On Newspaper Front Pages

Expert wrangler of predicaments Phillip Mendonça-Vieira has put together a very cool time-lapse movie from about 12,000 screenshots of the front page of the nytimes.com.  The movie is interesting to watch in a Koyaanisqatsi kind of way, but what I find most poignant is his commentary that accompanies the movie. Mendonça-Vieira writes,

Having worked with and developed on a number of content management systems I can tell you that as a rule of thumb no one is storing their frontpage layout data. It's all gone, and once newspapers shutter their physical distribution operations I get this feeling that we're no longer going to have a comprehensive archive of how our news-sources of note looked on a daily basis. Archive.org comes close, but there are too many gaps to my liking.

This, in my humble opinion, is a tragedy because in many ways our frontpages are summaries of our perspectives and our preconceptions.
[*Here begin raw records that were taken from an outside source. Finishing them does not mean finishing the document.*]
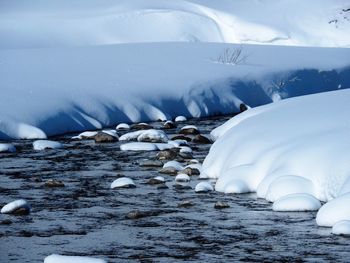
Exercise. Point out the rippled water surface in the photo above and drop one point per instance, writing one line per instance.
(88, 218)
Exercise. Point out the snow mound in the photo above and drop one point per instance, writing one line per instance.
(54, 258)
(341, 228)
(123, 182)
(15, 205)
(203, 187)
(305, 136)
(7, 147)
(46, 144)
(296, 203)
They store what we thought was important, in a way that is easy and quick to parse and extremely valuable for any future generations wishing to study our time period.
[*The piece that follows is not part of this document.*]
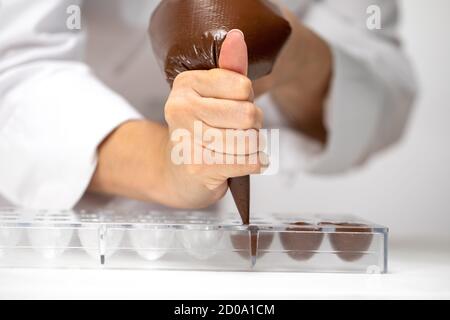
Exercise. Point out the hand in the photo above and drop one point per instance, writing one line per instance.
(136, 160)
(218, 100)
This really resonated with me.  Some time back, we wrote a paper that garnered quite a lot of media coverage. Indeed, we even got the 'front page' of the nytimes.com, if only fleetingly. I am very glad that I had the presence of mind to save that screen shot as a pdf so I would be able to preserve this 15 minutes of fame for posterity. If they had been available, I would have bought lots of paper copies.  However, what I am left with is this:

NYTimes_Front_Page

This really is a shame and clearly represents a serious challenge for the historians of tomorrow and the archivists of today.